Decía Claude Lévi-Strauss que, desde el punto de vista antropológico, el mayor enemigo de la sociedad es la familia. Por eso se puede decir que la sociedad surgió de la prohibición del incesto, que no es otra cosa que la prohibición de que las familias se reproduzcan sobre sí mismas, formando hordas mafiosas en guerra con otras mafias. La familia es enemiga de la civilización. “Dejarás a tu padre y a tu madre” es la ley de hierro de cualquier impulso social. Pero para eso, los padres tienen que dejar a sus hijos en paz. Tienen que educarles, sin duda, pero, sobre todo, tienen que educarles para ser futuros ciudadanos abiertos a la diversidad social. Estos días he leído un tuit de Clara Serra que no lo puede expresar mejor: “Los padres tienen derecho a enseñar a sus hijos sus valores, pero no tienen derecho a que sus hijos conozcan SOLO sus valores. El Pin parental impide que los alumnos comparen los valores de sus padres con otros y elijan los suyos propios. Eso se llama adoctrinar en vez de educar”.

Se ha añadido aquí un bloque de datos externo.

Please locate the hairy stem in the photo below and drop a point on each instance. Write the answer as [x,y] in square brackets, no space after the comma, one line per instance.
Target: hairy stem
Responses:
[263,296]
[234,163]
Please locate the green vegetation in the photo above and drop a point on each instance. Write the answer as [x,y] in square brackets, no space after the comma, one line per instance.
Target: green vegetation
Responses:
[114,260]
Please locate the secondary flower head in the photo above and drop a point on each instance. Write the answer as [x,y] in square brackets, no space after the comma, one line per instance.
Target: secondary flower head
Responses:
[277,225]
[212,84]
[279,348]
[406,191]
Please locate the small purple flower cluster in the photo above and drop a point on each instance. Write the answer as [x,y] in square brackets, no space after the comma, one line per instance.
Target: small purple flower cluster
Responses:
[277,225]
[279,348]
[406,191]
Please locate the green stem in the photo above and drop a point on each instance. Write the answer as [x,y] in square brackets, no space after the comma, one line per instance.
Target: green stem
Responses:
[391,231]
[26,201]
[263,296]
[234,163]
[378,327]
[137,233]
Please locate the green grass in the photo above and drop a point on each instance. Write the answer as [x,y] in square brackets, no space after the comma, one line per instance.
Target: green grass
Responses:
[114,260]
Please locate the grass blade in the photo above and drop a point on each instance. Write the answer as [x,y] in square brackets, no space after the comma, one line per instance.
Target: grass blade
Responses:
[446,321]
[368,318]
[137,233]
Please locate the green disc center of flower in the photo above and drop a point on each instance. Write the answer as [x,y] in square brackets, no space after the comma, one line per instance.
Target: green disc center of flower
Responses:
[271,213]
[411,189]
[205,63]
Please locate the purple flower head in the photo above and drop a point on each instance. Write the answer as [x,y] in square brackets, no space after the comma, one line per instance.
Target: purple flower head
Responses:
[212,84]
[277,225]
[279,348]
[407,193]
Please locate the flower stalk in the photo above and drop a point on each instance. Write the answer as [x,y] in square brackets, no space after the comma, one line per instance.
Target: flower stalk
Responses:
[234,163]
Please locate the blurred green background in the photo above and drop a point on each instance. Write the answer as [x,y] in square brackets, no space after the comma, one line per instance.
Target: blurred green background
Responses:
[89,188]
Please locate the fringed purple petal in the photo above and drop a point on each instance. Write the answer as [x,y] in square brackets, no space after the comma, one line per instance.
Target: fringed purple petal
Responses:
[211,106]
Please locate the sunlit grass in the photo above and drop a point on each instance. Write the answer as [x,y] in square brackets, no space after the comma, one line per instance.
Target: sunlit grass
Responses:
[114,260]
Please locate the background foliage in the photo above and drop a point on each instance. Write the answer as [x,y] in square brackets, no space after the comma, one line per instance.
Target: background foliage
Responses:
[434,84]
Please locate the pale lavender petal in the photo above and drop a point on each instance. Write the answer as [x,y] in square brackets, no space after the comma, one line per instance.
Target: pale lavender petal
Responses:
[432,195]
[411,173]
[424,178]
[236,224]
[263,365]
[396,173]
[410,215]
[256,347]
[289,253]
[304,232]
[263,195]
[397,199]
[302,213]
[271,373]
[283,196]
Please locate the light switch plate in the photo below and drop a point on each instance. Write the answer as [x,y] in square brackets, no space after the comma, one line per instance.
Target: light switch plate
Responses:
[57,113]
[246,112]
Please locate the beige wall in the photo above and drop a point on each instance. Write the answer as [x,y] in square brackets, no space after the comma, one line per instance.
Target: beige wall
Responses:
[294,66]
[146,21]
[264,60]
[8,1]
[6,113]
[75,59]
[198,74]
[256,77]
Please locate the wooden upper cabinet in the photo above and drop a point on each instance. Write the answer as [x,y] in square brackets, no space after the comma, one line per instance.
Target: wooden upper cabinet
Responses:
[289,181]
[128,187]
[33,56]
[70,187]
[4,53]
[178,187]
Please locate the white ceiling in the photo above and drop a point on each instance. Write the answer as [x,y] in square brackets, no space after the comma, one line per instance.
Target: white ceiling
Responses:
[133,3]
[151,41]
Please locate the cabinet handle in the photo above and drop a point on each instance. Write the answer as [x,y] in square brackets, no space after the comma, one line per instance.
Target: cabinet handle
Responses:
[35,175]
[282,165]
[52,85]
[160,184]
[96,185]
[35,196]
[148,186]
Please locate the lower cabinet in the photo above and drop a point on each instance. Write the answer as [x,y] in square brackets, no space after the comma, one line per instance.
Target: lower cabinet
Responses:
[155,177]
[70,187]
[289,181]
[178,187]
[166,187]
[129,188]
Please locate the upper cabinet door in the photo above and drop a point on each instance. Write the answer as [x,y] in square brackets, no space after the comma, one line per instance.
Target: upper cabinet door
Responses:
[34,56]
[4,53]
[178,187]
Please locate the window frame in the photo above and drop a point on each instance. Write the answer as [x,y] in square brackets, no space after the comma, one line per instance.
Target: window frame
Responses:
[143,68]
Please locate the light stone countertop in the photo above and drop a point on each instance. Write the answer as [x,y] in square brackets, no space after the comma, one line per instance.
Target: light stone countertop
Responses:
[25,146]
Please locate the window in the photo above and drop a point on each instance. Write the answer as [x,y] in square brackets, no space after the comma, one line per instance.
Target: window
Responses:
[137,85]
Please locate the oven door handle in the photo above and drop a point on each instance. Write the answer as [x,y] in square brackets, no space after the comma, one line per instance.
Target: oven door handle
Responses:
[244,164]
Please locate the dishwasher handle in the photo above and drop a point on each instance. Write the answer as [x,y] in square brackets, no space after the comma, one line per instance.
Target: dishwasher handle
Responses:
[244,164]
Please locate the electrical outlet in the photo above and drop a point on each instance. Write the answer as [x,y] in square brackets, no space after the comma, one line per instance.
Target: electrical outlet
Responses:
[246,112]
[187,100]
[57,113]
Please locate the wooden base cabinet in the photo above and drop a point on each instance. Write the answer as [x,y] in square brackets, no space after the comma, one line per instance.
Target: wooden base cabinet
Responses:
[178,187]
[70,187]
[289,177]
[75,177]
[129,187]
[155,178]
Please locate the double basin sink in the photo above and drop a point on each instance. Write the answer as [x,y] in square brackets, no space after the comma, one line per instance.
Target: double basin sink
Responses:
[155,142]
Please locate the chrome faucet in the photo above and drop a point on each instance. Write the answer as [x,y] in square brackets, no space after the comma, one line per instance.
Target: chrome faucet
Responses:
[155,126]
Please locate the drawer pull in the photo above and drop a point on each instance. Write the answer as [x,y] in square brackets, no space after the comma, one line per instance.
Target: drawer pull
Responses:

Por eso, lo que menos debemos permitir es que esta barbaridad del pin parental, que atenta contra los principios más básicos del orden constitucional moderno e incluso contra los fundamentos antropológicos más básicos de la civilización se defienda en términos de “derechos” y “libertades”. No es el derecho de los padres al incesto lo que debe prevalecer, sino el derecho de los niños a que sus padres no les cierren las puertas a la diversidad de lo real. Los padres no deberían tener derecho a meter a sus hijos en un campo de concentración privado, pese a que, por ahora, la ley lo permite. Pero que dejen a la escuela pública trabajar por la objetividad ideológica. Tenemos muchas cosas que hacer en la escuela pública para reconstruirla y mejorarla. Que no nos hagan perder más el tiempo con sus doctrinas privadas neuróticas. No deberíamos estar discutiendo de esto, deberíamos estar pensando más bien en cómo lograr constitucionalizar la escuela concertada, para que empiece de una vez a dejar de existir.